In 2011, she retired from the Department of Ageing, Disability and Home Care, but less than a year later found herself working in aged care as a physiotherapist with Agewell Physiotherapy, now part of Plena Healthcare, for the most part at Cherrybrook Christian Care Centre.

She finally retired at the end of January this year, at the age of 80.

‘I determined that when I turned 80 I would retire and I have achieved that after clocking up a very happy 10 years plus at the aged care facility.

'COVID meant that I have been very busy for the past two years due to difficulties in recruiting and maintaining staff, so I am retiring a bit later than I anticipated,’ Winsome says.

While Winsome’s career has been diverse, it has really revolved around disability since her days at Concord Repatriation General Hospital.

In that time she has seen a lot of changes to physiotherapy practice, she says.

‘First of all, we treat people with evidence-based practice now, which wasn’t the case when I started out.

'I think the fact that we now have so many specialties and physios are getting paid for research is absolutely brilliant,’ Winsome says.

‘In the days when I trained in physio, there was no such thing as going and working for a sporting club or anything like that.

'You either went to hospital or you were in private practice.

'And in those days you had to do what the doctor told you.’

Winsome says the APA has crossed so many bridges and ticked so many boxes over the course of her career.

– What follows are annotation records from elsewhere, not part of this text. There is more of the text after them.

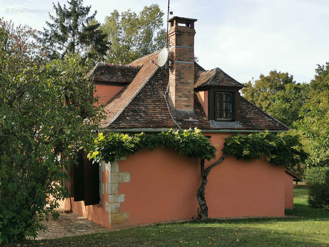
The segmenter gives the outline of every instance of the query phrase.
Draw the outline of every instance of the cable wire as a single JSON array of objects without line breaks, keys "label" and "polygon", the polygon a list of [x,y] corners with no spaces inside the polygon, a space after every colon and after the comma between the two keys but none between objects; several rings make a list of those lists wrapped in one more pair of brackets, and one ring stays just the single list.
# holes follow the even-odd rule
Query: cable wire
[{"label": "cable wire", "polygon": [[[169,80],[170,80],[170,79],[169,79]],[[176,121],[175,121],[175,120],[174,119],[174,118],[172,117],[172,115],[171,115],[171,113],[170,113],[170,108],[169,108],[169,105],[168,104],[168,102],[167,102],[167,99],[166,98],[166,95],[168,93],[168,91],[169,91],[169,81],[170,80],[168,80],[168,85],[167,86],[167,90],[166,90],[165,93],[164,94],[164,100],[165,100],[166,103],[167,104],[167,107],[168,107],[168,112],[169,112],[169,114],[170,114],[170,116],[171,117],[171,118],[172,119],[172,121],[173,121],[177,125],[177,126],[178,126],[178,128],[179,128],[179,129],[181,130],[182,128],[181,128],[181,126],[180,126],[179,124],[178,124],[177,123]]]}]

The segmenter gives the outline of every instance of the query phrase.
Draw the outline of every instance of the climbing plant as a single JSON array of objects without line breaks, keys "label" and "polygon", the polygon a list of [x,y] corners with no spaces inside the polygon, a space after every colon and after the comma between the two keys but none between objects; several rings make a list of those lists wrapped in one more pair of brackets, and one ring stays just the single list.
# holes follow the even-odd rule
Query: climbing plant
[{"label": "climbing plant", "polygon": [[238,159],[261,159],[263,156],[270,163],[279,165],[293,165],[303,162],[308,154],[304,137],[289,130],[273,133],[268,131],[252,133],[248,135],[237,134],[226,138],[223,154],[215,162],[205,168],[205,161],[215,158],[216,150],[209,139],[197,128],[159,133],[130,134],[110,132],[101,133],[95,140],[88,155],[100,162],[113,161],[116,156],[126,156],[145,149],[151,151],[157,147],[173,148],[180,155],[201,159],[202,181],[197,192],[200,206],[198,218],[208,217],[208,207],[205,197],[207,177],[211,169],[230,154]]}]

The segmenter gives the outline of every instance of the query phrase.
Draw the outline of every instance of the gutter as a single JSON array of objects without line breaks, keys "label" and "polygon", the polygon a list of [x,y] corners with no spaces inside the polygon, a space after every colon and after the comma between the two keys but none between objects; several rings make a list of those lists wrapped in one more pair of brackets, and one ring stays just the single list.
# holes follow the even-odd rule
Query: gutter
[{"label": "gutter", "polygon": [[[125,133],[131,132],[162,132],[163,131],[169,131],[171,129],[173,131],[178,130],[175,129],[168,128],[140,128],[140,129],[103,129],[100,130],[101,132],[123,132]],[[194,131],[193,129],[191,131]],[[202,129],[201,132],[205,133],[252,133],[255,132],[263,132],[265,130],[247,130],[247,129]],[[287,130],[268,130],[269,132],[277,133],[278,132],[285,132]]]}]

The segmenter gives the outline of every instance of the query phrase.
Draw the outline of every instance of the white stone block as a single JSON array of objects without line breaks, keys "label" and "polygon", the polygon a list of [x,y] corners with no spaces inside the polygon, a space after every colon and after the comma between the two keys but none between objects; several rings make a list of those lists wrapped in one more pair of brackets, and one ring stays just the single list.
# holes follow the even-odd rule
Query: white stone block
[{"label": "white stone block", "polygon": [[124,202],[124,194],[109,195],[109,201],[110,203],[116,203]]}]

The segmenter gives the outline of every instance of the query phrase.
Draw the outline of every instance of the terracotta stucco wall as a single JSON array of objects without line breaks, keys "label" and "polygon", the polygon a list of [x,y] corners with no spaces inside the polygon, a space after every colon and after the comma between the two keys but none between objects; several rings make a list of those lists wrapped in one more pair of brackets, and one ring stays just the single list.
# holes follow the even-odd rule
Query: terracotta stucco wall
[{"label": "terracotta stucco wall", "polygon": [[[221,154],[224,135],[205,134],[212,136]],[[112,227],[196,217],[199,162],[160,148],[119,162],[120,172],[131,173],[130,182],[119,184],[118,193],[125,198],[120,212],[129,212],[129,217]],[[227,157],[208,177],[206,197],[209,216],[283,216],[285,173],[283,166],[271,165],[265,159],[248,162]]]},{"label": "terracotta stucco wall", "polygon": [[96,92],[95,96],[99,97],[98,103],[106,104],[107,102],[123,88],[123,87],[96,84],[95,85]]},{"label": "terracotta stucco wall", "polygon": [[[213,144],[218,145],[217,156],[220,156],[224,134],[205,134],[211,136]],[[117,193],[124,195],[120,213],[129,213],[128,220],[109,224],[105,209],[109,201],[106,189],[99,207],[85,207],[83,202],[73,202],[72,198],[74,212],[111,228],[196,217],[196,191],[201,181],[199,159],[158,148],[117,162],[120,172],[130,173],[130,182],[119,183]],[[105,184],[109,181],[109,175],[106,171],[102,174]],[[208,176],[205,192],[209,217],[283,216],[286,175],[283,166],[270,164],[265,159],[249,162],[227,157]],[[61,206],[69,209],[69,201],[62,202]]]},{"label": "terracotta stucco wall", "polygon": [[[105,184],[108,181],[108,173],[106,171],[102,172],[102,182]],[[105,209],[106,202],[109,201],[109,194],[106,192],[102,194],[101,205],[85,206],[83,201],[74,202],[71,197],[72,210],[73,212],[82,215],[106,227],[111,228],[109,223],[108,212]],[[60,206],[69,210],[70,207],[70,199],[66,199],[59,202]]]},{"label": "terracotta stucco wall", "polygon": [[293,178],[285,173],[285,208],[293,209]]},{"label": "terracotta stucco wall", "polygon": [[196,93],[196,96],[198,96],[198,99],[201,105],[203,108],[203,111],[206,114],[206,116],[208,116],[208,91],[200,91]]}]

‘For example, here in Australia, we have got this wonderful liberty now that we can treat people without referral and in turn refer people to the doctor—the whole system has reversed.’

Winsome says it’s important for young physiotherapists to realise that their physiotherapy degrees can lead to many diverse careers.

They are not constrained to a particular kind of work.

‘There are other jobs, other ways to use your degree.

'Physio can be applied to so many different things, as you can see from what I’ve done.

'I haven’t sat in a hospital or in a private practice.

'I have applied my knowledge to the general advantage of some communities.

'I think my advice is just to let yourself get involved with other things,’ she says.

She is pleased she chose physiotherapy as it has given her such a long and diverse career.

Winsome says the profession attracts practical, helpful people, generous with their time and willing to share knowledge.

‘Physios have always been willing to offer help, whenever I have needed it.

'I think that’s really important.

'And they helped me explore ways of doing things that by myself could have been impossible,’ she says.

‘Looking back on my career, I think that what I feel most proud of is the way I have been able to promote and establish friendship groups wherever I have worked or treated people.’